1. Not only in meats and drinks, but in many other things.
2. To avoid offence.
II. Is obligatory--
1. On Christians.
2. By the law of love, and--
3. The example of Christ.
III. Is magnanimous. It is--
1. A conquest of self.
2. An act of benevolence.
3. A feature of renewed nature.
IV. Will be abundantly compensated.
1. By the approval of conscience.
2. The benefit of others.
3. The approbation of God.
4. Final reward. (J. Lyth, D. D.)
Abstaining for the good of others
Do you not think, dear friends, that though it may be quite proper for you to take a glass of wine or a glass of beer, and there is no sin in the thing at all, your example may be injurious to somebody to whom it would be a sin to take it? Perhaps some persons cannot take a glass without taking two, three, four, five, or six glasses. You can stop, you know; but if your example leads them to start, and they cannot stop, is it right to set them going? Though you have a clear head, and can stand in a dangerous place, I would not recommend you to go there if somebody else would thus be placed in danger. If I were walking by the cliffs of Dover, and I happened to have a very fine cool head, yet, if I had my sons with me, and I knew that they had ordinary kinds of heads, I should not like to go and stand just on a jutting piece of crag so as to induce them to try the same position. No; I should feel, “Though I can stand here, you cannot; and if I stand here, perhaps you will attempt it, and fall, and I shall be guilty of your blood.” Let us treat men as we would treat our sons; and let us be weak to their weakness, and deny ourselves for their sakes. Is not that good and proper reasoning? It seems to me that it is. If it is not good reasoning, it is safe. I never have asked God to forgive me for my sin in going without strong drink. I have never seen any commandment in Scripture showing that I am bound to take it. I feel free to do as I like about abstaining; but especially free when for the good of others I prefer to abstain altogether. (C. H. Spurgeon.)

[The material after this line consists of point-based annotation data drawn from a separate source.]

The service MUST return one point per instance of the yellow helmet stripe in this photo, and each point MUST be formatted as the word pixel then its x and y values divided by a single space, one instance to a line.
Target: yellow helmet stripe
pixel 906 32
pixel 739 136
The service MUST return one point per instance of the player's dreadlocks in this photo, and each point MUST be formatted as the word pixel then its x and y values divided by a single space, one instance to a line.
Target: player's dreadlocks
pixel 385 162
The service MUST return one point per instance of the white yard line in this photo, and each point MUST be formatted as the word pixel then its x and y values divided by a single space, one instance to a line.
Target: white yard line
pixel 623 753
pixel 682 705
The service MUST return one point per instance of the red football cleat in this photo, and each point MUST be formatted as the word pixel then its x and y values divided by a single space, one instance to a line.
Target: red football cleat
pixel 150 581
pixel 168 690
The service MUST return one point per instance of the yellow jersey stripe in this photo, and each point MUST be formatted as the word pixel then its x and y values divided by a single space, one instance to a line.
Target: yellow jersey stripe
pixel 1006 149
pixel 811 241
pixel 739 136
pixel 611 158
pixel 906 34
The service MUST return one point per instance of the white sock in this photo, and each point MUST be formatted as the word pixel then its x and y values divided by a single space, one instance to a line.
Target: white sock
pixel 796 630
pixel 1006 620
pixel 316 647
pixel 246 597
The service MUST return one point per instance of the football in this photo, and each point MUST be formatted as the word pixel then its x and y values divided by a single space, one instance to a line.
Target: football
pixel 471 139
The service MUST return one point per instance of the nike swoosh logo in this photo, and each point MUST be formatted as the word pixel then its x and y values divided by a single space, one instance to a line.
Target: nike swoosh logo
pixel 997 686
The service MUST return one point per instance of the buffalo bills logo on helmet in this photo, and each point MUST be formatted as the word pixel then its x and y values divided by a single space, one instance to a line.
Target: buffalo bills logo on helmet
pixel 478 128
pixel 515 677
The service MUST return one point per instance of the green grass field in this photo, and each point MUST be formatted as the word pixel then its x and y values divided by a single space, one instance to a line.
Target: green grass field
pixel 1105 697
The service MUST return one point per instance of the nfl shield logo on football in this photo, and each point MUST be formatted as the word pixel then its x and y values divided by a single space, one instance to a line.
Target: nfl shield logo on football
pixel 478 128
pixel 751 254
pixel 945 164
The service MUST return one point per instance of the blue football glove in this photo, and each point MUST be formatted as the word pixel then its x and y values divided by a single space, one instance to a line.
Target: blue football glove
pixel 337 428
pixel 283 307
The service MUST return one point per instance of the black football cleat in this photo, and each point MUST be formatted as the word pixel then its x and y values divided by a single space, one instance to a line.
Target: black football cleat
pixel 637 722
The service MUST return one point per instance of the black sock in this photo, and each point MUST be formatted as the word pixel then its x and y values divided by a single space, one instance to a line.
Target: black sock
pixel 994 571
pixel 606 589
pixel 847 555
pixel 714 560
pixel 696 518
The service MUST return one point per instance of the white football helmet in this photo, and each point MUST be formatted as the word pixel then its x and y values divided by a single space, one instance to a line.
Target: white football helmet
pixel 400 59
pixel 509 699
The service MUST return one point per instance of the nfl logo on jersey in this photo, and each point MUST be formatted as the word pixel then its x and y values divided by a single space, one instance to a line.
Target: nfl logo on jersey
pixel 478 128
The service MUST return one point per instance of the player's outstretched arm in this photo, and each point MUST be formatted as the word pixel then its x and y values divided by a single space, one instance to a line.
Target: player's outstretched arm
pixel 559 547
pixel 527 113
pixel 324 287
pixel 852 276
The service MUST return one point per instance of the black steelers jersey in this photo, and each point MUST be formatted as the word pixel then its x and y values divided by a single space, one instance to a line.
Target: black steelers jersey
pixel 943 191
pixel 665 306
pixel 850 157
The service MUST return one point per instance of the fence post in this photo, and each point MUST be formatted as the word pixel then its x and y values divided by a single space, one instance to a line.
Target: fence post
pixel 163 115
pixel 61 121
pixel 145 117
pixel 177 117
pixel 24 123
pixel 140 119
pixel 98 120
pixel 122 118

Christian consideration for others
Now you may say to me if you please as a man, “Mr. Gough, I am a moderate drinker; I use these things in moderation, and therefore I set you a good example.” I say at once, “Sir, you do not.” “Well, if I drink one glass and there stop, is not that an example for others?” “No, sir; no, sir; no more than if there was a bridge built over a gulf, to fall into which was utter ruin, and that bridge will bear 150 lbs., and you weigh 1501bs., and you say to that young man (and he weighs 200 lbs.), ‘Follow my example.’--‘I don’t like the look of that bridge.’ ‘Don’t be a fool, I have walked it forty years; proved it perfectly safe; never cracked with me; never sprung with me; perfectly safe.’--‘But I don’t like it.’ ‘Don’t be foolish; you can do that which I can do; now I am setting you a good example; follow me step by step.’ That young man attempts to follow it; he sets his foot on the centre; crash! crash! down he goes, with a shriek, into destruction. Now, did you set a good example? No, because you didn’t take into consideration the difference of weight.” Before you can say to a young man, “I set you a good example,” you must take into consideration the difference between his temperament and yours, his susceptibility and yours. (J. B. Gough.).